"Go back, Marianne; we don't want you." Then, when Marianne would not go back, they all ran away, and left her crying.
The shut-up house looked dull and ghostly enough. The front was in deep shadow from the tall row of elms that bordered the road, but at the back the sun shone hotly. It glowed through the low, dusty window of a cellar, and danced and gleamed on something bright which lay on the floor within.
"What do you suppose it is?" said Emmy, as they all stooped to look. "It looks like real gold. Perhaps some pirates hid it there, and no one has come since but us."
"Or perhaps it's a mine," cried Lois,—"a mine of jewels. See, it's all purple, like the stones in mother's breastpin. Wouldn't it be fun if it was? We wouldn't tell anybody, and we could buy such splendid things."
"We must get in and find out," added Kitty.

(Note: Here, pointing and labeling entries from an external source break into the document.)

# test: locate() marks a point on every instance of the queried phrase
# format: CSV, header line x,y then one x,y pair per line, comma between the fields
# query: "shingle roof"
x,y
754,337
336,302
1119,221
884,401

Just then a wail sounded close at hand, and a very woful, tear-stained little figure appeared. It was Marianne. The poor baby had trotted all the long distance in the sun after her unkind playfellows.
"Oh, dear! You little nuisance! What made you come?" demanded Emmy.
"I 'ant to," was all Marianne's explanation.
"Well, don't cry. Now you've come, you can play," remarked Lois; and Marianne was consoled.
They began to try the windows in turn, and at last found one in a wood-shed which was unfastened. Kitty scrambled in, and admitted the others, first into the wood-shed and then into a very dusty kitchen. The cellar stairs opened from this. They all ran down, but—oh, disappointment!—the jewel-mine proved to be only the half of a broken teacup with a pattern on it in gold and lilac. This was a terrible come-down from a pirate treasure.